Both sources of funding provided grants that allowed the Extension staff to complete the program development process. In preparing to receive the funds and to begin program implementation, the staff studied the guidelines and procedures required by the grantmaking agencies. One grant program required grantees to file quarterly progress reports on standardized forms. The staff scheduled these reports on the calendar and became familiar with the type of information needed to complete the reports.

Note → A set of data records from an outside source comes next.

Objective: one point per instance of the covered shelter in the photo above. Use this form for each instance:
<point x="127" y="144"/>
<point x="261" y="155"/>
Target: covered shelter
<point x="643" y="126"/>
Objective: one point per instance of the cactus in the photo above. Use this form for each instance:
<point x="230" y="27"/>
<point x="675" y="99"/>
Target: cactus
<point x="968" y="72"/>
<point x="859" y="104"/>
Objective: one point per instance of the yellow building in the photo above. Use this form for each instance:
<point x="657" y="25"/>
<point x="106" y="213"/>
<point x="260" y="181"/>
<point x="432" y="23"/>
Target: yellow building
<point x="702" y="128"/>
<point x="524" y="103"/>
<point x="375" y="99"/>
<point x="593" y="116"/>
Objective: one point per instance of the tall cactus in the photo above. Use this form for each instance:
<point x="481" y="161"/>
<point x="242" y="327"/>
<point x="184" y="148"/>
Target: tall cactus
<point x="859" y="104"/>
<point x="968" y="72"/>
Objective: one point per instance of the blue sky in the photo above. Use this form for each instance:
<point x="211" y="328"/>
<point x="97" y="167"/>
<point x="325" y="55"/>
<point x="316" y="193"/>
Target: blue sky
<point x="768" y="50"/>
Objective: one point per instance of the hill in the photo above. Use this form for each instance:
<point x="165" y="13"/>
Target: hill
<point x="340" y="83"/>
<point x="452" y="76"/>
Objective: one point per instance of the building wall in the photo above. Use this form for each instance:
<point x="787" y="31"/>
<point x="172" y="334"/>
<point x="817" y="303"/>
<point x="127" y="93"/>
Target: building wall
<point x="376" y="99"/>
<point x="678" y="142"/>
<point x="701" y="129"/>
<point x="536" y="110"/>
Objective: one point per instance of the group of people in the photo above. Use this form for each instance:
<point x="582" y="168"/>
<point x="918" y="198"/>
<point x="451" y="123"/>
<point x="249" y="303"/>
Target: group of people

The staff constructed a timeline for using project funds that coincided with the starting and completion dates for the grant programs. The staff documented expenditures and kept copies of itemized receipts for purchases made with grant monies. They collected program statistics, such as clientele reached and written evaluations completed by classroom teachers for use in final reports. Newspaper clippings published during program implementation were also collected. Finally, the staff prepared summary reports and the annual Extension report.


The staff in southwest Iowa demonstrated how Extension personnel can deal positively with budget restraints of the 80's. They solved the problem by including grantsmanship in the program development process.

Sources of funding are available. The key to success is to develop "skills" of good grantsmanship: carefully documenting the problem and determining legitimate financial need, finding a grantmaking agency that has goals consistent with program goals, writing 'a proposal that clearly communicates and markets the program to a grantmaking agency, and effectively managing grant funds.


  1. Alvin Toffler, The Third Wave (New York: William Morrow and Company, Inc., 1980).
  2. David M. Jenkins, "Managing with Less," Journal of Extension, XXI (November/December, 1983), 28.
  3. Loren Renz, ed., The Foundation Directory, 9th ed. (New York: The Foundation Center, 1983).
  4. Federal Register, published daily Monday through Friday by the office of the Federal Register, National Archives and Records Service, General Services Administration, providing a uniform system for making available to the public regulations and legal notices issued by federal agencies.
  5. For example, the State of Iowa Office for Planning an Programming issued a request for proposals (RFP) for the Iowa Youth Corps/Volunteer Component program in late May, 1984, with applications due on June 29, 1984. The RFP, mailed directly to previous participants and youth organizations, was available to the public on request.
  6. Norton J. Kiritz, Program Planning and Proposal Writing (Los Angeles: The Grantsmanship Center, 1980), p. 1.